Cuando un libro se entrelaza tanto con la vida privada y los gustos particulares de uno no hay forma humana ni divina de evitar que se desvelen las simpatías que hasta hacía unos minutos dormían plácidamente en la habitación de al lado, no porque yo haya escrito un libro sobre mi vida y haya padecido las consecuencias, sino porque desde este mismo blog incluí en el pasado algunas ficciones que hubieran podido pasar por verdad y así lo creyeron algunos. Esto no es una disculpa, solo quiero que entiendan, antes de gastarse el dinero por mi culpa, que cuando yo interrumpo su sueño para contarles que estoy leyendo una novela que me gusta mucho muchomucho estoy simplemente leyendo una novela que me gusta mucho muchomucho y no leyendo una novela que buenísima buenísimabuenísima.

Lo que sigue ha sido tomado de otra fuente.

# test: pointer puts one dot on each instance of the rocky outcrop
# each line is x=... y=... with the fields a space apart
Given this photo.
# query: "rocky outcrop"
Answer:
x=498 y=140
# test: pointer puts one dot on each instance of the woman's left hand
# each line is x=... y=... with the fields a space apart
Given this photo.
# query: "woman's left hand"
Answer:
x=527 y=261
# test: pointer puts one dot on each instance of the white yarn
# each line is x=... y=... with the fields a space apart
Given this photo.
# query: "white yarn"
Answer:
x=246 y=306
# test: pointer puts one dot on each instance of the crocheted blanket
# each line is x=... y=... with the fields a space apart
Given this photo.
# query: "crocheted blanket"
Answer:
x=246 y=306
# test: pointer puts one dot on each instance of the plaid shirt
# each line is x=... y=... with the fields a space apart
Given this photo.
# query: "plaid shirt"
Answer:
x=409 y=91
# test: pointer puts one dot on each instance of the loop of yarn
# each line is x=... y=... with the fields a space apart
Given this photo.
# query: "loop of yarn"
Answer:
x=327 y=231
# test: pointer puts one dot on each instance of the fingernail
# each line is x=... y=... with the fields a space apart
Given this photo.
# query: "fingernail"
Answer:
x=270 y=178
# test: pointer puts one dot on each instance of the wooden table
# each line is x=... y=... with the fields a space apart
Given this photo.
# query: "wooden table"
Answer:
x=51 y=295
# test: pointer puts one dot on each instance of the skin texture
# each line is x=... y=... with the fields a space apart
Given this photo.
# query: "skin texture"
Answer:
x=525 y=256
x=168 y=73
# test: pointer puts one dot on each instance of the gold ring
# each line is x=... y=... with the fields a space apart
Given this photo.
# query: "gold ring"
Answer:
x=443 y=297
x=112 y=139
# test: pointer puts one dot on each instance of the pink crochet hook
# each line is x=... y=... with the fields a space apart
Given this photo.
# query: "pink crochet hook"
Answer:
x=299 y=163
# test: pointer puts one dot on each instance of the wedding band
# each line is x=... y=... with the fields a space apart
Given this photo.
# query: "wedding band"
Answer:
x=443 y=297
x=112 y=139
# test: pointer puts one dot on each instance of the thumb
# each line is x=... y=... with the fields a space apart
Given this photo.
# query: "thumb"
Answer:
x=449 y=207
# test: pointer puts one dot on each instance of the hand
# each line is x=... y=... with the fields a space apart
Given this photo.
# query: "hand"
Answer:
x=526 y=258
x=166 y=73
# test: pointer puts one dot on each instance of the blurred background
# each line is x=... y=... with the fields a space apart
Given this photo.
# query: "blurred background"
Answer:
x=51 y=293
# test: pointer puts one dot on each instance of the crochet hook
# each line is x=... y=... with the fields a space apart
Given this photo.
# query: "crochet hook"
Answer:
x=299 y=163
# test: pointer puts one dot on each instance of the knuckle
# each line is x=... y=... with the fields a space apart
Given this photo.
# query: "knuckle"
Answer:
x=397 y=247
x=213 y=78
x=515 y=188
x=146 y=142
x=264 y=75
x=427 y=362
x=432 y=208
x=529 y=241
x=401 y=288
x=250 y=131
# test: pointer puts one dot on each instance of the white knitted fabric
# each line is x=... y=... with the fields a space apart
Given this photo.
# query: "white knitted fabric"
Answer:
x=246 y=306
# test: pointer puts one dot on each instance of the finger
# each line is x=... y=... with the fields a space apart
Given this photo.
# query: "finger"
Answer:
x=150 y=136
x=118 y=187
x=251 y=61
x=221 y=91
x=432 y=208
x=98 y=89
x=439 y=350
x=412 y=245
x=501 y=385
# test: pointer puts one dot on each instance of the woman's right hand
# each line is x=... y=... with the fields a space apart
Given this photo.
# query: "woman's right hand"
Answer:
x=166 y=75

Pero lo que tiene cara también tiene cruz. La que viene a continuación es la parte de la reseña que menos gracia le va a hacer a Valeria Luiselli:
Me sobran los fantasmas, por ejemplo. Al final, con la tontería, ya ven: me cargo lo más importante. También me sobra la el excesivo protagonismo que se le da a la historia del poeta en la segunda parte. Más de lo mismo. Me quedo, de quedarme, con los motivos de uno y la intención con lo otro. Como “Los muertos” de Carrión: una buena idea mal envasada. Sospecho que Valeria Luiselli ha querido meter demasiado contenido en demasiado poco continente: 140 páginas no son suficientes para hablar de la falsa muerte de los vivos; de la falsa vida de los muertos y de la ficción acabando con la realidad, superándola. Plagarlo de pequeñas historias, personajes, distribuirlo todo en dos líneas temporales (tres, sin contamos la del poeta sobre el que escribe la protagonista) y salpicarlo intermitentemente de líneas de diálogo no es moco de pavo; como tampoco lo es sacarlo adelante con éxito. Creo que Valeria no acaba de conseguirlo aunque ha estado bastante cerca. El ritmo de la segunda mitad se resiente demasiado respecto del [ritmo] de la primera, que puede presumir de excelente.
Al final la novela deja un buen recuerdo, un regusto agradable, la sensación de no haber perdido del todo el tiempo, las ganas de seguir la trayectoria de esta mujer pero también la pena de haber estado tan cerca (es un decir) de haberla encontrado, ya saben, a la joven promesa que cada editorial asegura ocultar. Otra vez será. O no. Veremos.